Salah satu sifat manusia adalah ingin mengetahui semuanya melampaui
kemampuan dirinya. Termasuk ingin mengetahui ke-ada-an Tuhan Sang Maha
Pencipta.
Apakah semua yang ada berasal dari ketiadaan?
Apakah Tuhan menciptakan segala yang ada ?
Apakah kejahatan itu ada ?
Apakah Tuhan menciptakan kejahatan ?
Seorang Profesor dari sebuah universitas terkenal menantang
mahasiswa-mahasiswa nya dengan pertanyaan ini, "Apakah Tuhan menciptakan
segala yang ada?".
Seorang mahasiswa dengan berani menjawab, "Betul, Dia yang menciptakan semuanya".
"Tuhan menciptakan semuanya?" Tanya professor sekali lagi. "Ya, Pak, semuanya" kata mahasiswa tersebut.

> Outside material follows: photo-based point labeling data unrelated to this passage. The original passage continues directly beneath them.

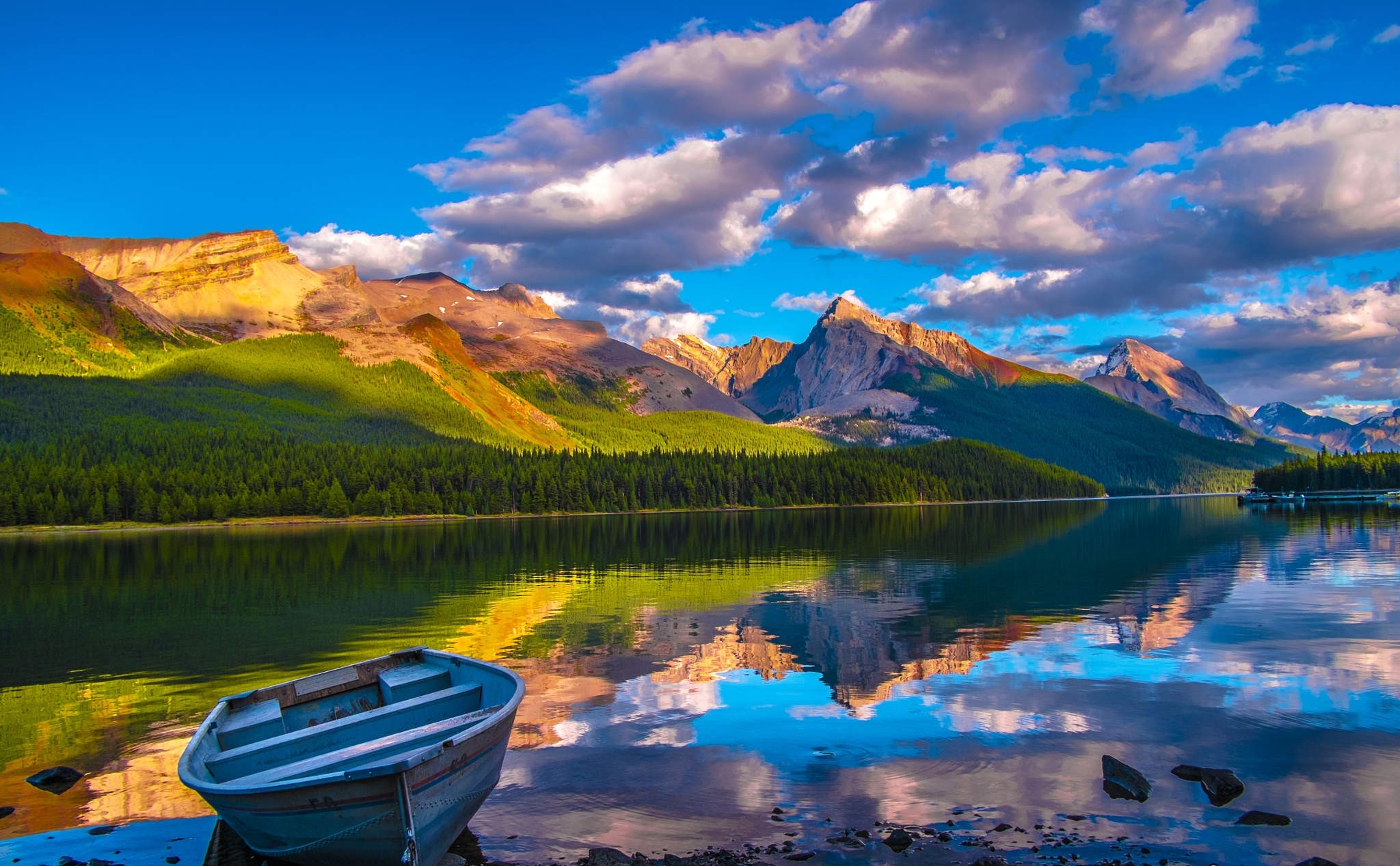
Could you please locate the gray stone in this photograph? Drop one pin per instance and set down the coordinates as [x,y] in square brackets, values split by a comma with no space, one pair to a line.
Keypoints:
[1267,819]
[1221,785]
[898,840]
[608,856]
[1123,783]
[55,780]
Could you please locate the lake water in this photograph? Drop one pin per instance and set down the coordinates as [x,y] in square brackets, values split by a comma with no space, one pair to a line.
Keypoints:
[688,673]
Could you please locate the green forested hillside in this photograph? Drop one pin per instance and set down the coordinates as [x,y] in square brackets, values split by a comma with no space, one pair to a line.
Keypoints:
[598,414]
[1332,472]
[1055,419]
[189,470]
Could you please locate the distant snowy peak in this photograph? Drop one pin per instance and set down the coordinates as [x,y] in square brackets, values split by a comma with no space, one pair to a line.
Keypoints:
[1298,427]
[1140,363]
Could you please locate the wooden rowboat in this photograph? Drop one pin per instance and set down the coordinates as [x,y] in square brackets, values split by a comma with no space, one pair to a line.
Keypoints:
[383,761]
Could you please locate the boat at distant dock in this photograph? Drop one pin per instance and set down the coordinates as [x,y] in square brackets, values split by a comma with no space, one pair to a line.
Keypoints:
[1258,497]
[383,761]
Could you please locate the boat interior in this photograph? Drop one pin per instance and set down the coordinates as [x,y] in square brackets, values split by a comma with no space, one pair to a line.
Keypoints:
[356,721]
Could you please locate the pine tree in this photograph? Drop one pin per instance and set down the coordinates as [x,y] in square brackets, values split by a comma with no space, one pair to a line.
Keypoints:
[338,505]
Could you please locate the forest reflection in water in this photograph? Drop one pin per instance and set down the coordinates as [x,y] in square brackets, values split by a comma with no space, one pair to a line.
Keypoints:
[859,664]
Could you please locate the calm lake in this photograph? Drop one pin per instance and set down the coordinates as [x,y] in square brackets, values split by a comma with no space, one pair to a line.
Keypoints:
[688,673]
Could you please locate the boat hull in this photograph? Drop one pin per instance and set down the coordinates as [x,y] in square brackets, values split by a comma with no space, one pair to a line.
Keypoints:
[362,822]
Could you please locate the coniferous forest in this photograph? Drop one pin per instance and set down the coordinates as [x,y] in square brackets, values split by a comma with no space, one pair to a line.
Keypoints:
[216,474]
[1332,472]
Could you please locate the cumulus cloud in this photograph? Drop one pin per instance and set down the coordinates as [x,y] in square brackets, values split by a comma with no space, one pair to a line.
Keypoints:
[713,80]
[984,295]
[1318,343]
[968,66]
[817,301]
[1308,46]
[679,157]
[1162,48]
[695,204]
[988,206]
[534,148]
[1353,411]
[1321,184]
[1325,181]
[375,256]
[638,326]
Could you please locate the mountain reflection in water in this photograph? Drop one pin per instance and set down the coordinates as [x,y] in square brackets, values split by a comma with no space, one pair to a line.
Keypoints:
[848,664]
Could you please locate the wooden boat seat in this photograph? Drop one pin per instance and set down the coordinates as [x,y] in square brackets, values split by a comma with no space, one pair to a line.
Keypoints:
[384,750]
[412,681]
[251,724]
[340,733]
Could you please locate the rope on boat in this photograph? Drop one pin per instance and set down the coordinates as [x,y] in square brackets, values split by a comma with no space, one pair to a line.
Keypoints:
[334,837]
[461,798]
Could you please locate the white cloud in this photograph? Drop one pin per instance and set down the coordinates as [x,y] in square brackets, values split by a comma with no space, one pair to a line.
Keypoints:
[1308,46]
[375,256]
[713,80]
[1162,48]
[697,203]
[1328,172]
[638,326]
[988,206]
[1304,349]
[948,293]
[817,301]
[1353,411]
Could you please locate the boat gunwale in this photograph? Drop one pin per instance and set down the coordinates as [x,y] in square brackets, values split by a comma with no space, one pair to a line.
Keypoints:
[338,777]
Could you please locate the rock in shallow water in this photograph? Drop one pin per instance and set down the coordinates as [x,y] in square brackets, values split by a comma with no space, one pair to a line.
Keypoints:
[55,780]
[1122,783]
[1221,785]
[608,856]
[1256,819]
[899,840]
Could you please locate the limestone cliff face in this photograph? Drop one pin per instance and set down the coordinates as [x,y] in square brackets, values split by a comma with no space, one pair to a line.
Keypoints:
[852,350]
[731,368]
[226,286]
[1170,390]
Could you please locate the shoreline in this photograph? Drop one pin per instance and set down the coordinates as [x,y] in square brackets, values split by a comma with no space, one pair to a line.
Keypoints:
[290,521]
[1059,840]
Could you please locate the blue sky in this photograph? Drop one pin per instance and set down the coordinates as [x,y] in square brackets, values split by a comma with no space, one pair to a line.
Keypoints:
[1218,178]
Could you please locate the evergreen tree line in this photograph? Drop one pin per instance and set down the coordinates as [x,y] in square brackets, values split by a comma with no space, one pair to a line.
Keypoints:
[181,474]
[1332,472]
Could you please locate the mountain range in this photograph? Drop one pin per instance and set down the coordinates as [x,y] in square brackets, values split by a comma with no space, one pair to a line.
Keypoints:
[239,314]
[1379,433]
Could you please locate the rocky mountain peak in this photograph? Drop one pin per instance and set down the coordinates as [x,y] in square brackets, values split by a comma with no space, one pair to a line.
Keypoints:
[1139,363]
[731,368]
[1168,388]
[521,299]
[844,308]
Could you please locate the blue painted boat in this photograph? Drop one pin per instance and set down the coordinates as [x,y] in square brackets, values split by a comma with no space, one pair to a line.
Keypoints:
[384,761]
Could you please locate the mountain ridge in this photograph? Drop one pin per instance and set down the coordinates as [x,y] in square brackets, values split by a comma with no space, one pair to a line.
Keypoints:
[1284,422]
[1170,390]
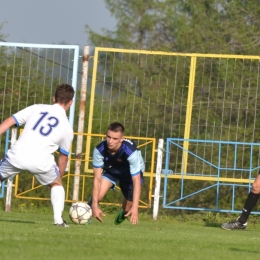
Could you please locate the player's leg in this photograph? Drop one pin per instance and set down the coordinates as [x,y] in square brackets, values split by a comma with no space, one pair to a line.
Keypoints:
[107,182]
[252,199]
[7,171]
[126,186]
[57,193]
[58,201]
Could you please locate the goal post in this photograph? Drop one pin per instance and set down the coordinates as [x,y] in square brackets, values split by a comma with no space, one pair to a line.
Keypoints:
[158,179]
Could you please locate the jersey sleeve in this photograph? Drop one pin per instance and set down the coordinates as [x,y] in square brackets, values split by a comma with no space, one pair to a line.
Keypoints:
[64,146]
[98,159]
[135,162]
[22,116]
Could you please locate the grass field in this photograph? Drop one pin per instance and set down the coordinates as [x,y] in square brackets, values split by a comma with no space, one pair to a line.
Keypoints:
[31,235]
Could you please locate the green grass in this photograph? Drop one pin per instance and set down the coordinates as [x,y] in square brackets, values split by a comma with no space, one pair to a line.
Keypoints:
[31,235]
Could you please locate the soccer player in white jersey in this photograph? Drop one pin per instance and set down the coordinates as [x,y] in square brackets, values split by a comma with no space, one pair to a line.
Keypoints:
[46,129]
[117,160]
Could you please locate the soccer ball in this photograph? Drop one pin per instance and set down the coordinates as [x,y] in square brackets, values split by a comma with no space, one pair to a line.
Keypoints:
[80,213]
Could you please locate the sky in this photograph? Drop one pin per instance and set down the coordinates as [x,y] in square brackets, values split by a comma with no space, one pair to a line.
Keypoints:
[53,21]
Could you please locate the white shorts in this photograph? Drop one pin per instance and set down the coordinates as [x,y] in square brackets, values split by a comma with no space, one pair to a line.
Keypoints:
[8,171]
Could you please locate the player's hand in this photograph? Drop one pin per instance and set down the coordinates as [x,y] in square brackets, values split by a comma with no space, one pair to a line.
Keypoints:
[133,212]
[97,213]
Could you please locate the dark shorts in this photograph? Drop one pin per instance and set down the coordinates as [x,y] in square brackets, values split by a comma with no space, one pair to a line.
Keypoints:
[125,183]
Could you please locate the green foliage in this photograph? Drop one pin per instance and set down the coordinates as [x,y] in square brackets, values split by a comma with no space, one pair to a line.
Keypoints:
[31,235]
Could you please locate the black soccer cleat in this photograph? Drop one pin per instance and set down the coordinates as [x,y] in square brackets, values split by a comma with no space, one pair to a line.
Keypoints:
[63,224]
[235,224]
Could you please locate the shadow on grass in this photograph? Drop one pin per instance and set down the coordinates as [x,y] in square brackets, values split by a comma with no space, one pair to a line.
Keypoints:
[213,224]
[243,250]
[17,221]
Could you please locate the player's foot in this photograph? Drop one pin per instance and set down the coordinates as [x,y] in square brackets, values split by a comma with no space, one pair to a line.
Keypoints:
[120,217]
[63,224]
[235,224]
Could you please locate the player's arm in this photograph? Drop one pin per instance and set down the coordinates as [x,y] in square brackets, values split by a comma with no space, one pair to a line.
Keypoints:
[10,121]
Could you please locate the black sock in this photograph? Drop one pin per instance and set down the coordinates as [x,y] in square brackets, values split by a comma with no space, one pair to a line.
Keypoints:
[249,205]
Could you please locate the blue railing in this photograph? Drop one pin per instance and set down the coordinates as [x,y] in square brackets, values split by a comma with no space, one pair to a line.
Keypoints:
[214,169]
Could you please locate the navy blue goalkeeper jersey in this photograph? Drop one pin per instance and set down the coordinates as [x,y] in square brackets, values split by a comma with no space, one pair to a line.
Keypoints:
[127,159]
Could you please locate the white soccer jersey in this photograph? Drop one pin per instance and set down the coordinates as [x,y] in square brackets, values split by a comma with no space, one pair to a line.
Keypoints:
[46,130]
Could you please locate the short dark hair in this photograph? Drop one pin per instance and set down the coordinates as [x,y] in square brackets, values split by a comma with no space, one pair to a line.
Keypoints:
[64,93]
[116,127]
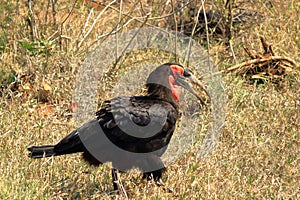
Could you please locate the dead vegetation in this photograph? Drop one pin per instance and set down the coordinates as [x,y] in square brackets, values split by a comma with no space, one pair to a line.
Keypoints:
[43,43]
[265,66]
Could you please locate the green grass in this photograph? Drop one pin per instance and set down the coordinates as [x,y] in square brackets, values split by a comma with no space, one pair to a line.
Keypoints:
[256,156]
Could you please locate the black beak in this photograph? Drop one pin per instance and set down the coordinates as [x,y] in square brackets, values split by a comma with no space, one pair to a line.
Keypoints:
[188,76]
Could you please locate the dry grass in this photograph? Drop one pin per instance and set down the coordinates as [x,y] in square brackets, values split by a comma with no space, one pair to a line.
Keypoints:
[257,154]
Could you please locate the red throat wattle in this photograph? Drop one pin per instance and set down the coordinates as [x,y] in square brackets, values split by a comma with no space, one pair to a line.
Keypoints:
[176,89]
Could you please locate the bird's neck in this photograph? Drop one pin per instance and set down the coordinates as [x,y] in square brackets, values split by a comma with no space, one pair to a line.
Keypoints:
[162,93]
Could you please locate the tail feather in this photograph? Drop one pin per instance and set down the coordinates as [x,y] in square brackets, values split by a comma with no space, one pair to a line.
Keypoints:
[41,151]
[70,144]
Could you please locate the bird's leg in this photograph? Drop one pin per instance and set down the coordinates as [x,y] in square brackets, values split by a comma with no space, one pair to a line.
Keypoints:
[115,179]
[154,175]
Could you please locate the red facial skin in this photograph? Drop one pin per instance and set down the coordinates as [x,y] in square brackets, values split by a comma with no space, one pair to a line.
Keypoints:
[176,89]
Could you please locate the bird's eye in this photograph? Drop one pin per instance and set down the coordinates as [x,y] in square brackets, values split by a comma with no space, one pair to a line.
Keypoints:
[177,70]
[187,72]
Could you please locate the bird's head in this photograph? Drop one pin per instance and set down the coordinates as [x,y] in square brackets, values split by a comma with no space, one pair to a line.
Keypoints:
[165,82]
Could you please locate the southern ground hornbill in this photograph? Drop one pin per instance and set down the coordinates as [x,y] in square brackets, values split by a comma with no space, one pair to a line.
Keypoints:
[159,107]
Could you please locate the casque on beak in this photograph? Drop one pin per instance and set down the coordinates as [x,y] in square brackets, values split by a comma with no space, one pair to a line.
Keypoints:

Profesor itu menjawab, "Jika Tuhan menciptakan segalanya, berarti Tuhan
menciptakan Kejahatan. Karena kejahatan itu ada, dan menurut prinsip
kita bahwa pekerjaan kita menjelaskan siapa kita, jadi kita bisa
berasumsi bahwa Tuhan itu adalah kejahatan."
Mahasiswa itu terdiam dan tidak bisa menjawab hipotesis professor
tersebut. Profesor itu merasa menang dan menyombongkan diri bahwa sekali
lagi dia telah membuktikan kalau agama itu adalah sebuah mitos.
Mahasiswa lain mengangkat tangan dan berkata, "Profesor, boleh saya bertanya sesuatu?"
"Tentu saja," jawab si Profesor. Mahasiswa itu berdiri dan bertanya, "Profesor, apakah dingin itu ada?"
"Pertanyaan macam apa itu? Tentu saja dingin itu ada.
Kamu tidak pernah sakit flu?" Tanya si professor diiringi tawa mahasiswa lainnya.
Mahasiswa itu menjawab, "Kenyataannya, Pak, dingin itu tidak ada.
Menurut hukum fisika, yang kita anggap dingin itu adalah ketiadaan
panas. Suhu - 460F adalah ketiadaan panas sama sekali. Dan semua
partikel menjadi diam dan tidak bisa bereaksi pada suhu tersebut. Kita
menciptakan kata dingin untuk mendeskripsikan ketiadaan panas.
Mahasiswa itu melanjutkan, "Profesor, apakah gelap itu ada?"
Profesor itu menjawab, "Tentu saja itu ada."
Mahasiswa itu menjawab, "Sekali lagi anda salah, Pak.
Gelap itu juga tidak ada. Gelap adalah keadaan dimana tidak ada cahaya.
Cahaya bisa kita pelajari, gelap tidak. Kita bisa menggunakan prisma
Newton untuk memecahkan cahaya menjadi beberapa warna dan mempelajari
berbagai panjang gelombang setiap warna.
Tapi Anda tidak bisa mengukur gelap. Seberapa gelap suatu ruangan diukur
dengan berapa intensitas cahaya di ruangan tersebut. Kata gelap dipakai
manusia untuk mendeskripsikan ketiadaan cahaya."
Akhirnya mahasiswa itu bertanya, "Profesor, apakah kejahatan itu ada?"
Dengan bimbang professor itu menjawab, "Tentu saja, seperti yang telah
kukatakan sebelumnya. Kita melihat setiap hari di Koran dan TV. Banyak
perkara kriminal dan kekerasan di antara manusia. Perkara-perkara
tersebut adalah manifestasi dari kejahatan."
Terhadap pernyataan ini mahasiswa itu menjawab, "Sekali lagi Anda salah,
Prof. Kajahatan itu tidak ada. Kejahatan adalah ketiadaan Tuhan.
Seperti dingin atau gelap, kajahatan adalah kata yang dipakai manusia
untuk mendeskripsikan ketiadaan Tuhan. Tuhan tidak menciptakan
kajahatan. Kajahatan adalah hasil dari tidak adanya kasih Tuhan dihati
manusia. Seperti dingin yang timbul dari ketiadaan panas dan gelap yang
timbul dari ketiadaan cahaya."
Profesor itu terdiam.
Mari kita pahami diri sendiri bahwa kita adalah makhluk yang lemah.